Jailhouse Tattooing

 

Every prison and jail I ever visited, and there have been many in my four decades as a sanitarian, tattooing is prohibited.  Universally its practice is punishable by lock-up and loss of privileges.  The reasons for the prohibition are fairly universal and include:

 

A tattoo gun can be used as a weapon. A sewing needle, paper clip, piece of guitar string or purloined needle from the infirmary placed inside the shaft of a ballpoint pen and fortified for stability by being taped to popsicle sticks, a toothbrush handle, spine of a comb or a plastic eating utensil can certainly inflict considerable harm.

 

Certain tattoos foment friction.  Prison and street gang tattoos and racial hatred symbols such as swastikas or a KKK cross are blatant provocations to incite violence.

 

Operating a mushfake tattoo gun that uses electric house current is inherently dangerous.
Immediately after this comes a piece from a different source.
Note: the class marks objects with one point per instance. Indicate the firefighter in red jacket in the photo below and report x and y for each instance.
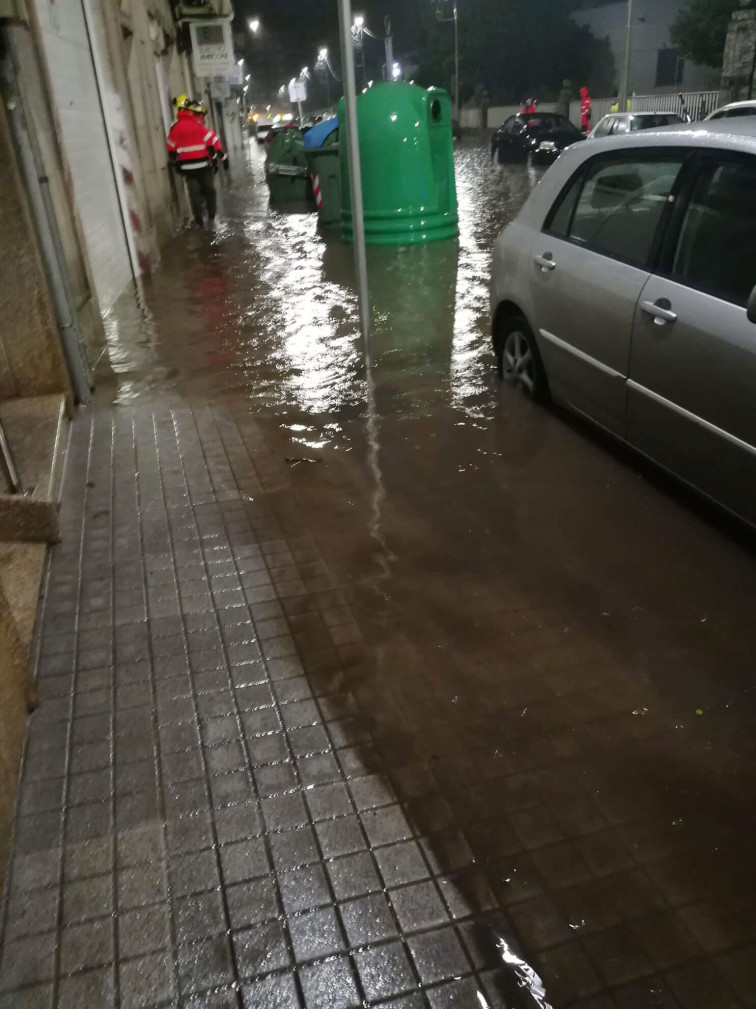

It poses both an electrical shock and fire hazard.  Even if the original equipment used to construct the gun was UL listed, once the electrical appliance is compromised it is dangerous and its safety can no longer be ensured.  Additionally, using a light bulb or fluorescent light socket for the power source in the absence of an electrical outlet, or using an outlet that is not GFI protected can disrupt electrical service by blowing out circuits and potentially causing serious injury to “jailhouse electricians”, the tattoo artist and the customer.

 

As serious as the security, inmate management and safety arguments are, they pale in the face of the spread of communicable diseases, particularly Bloodborne diseases such as Hepatitis B and C, and HIV which may be contracted through an infected needle, infected ink and by the infected artist.  Sterility and infection control is not part of the jailhouse body art culture.  As professionals in corrections, sooner or later we have to address this problem … preferably sooner.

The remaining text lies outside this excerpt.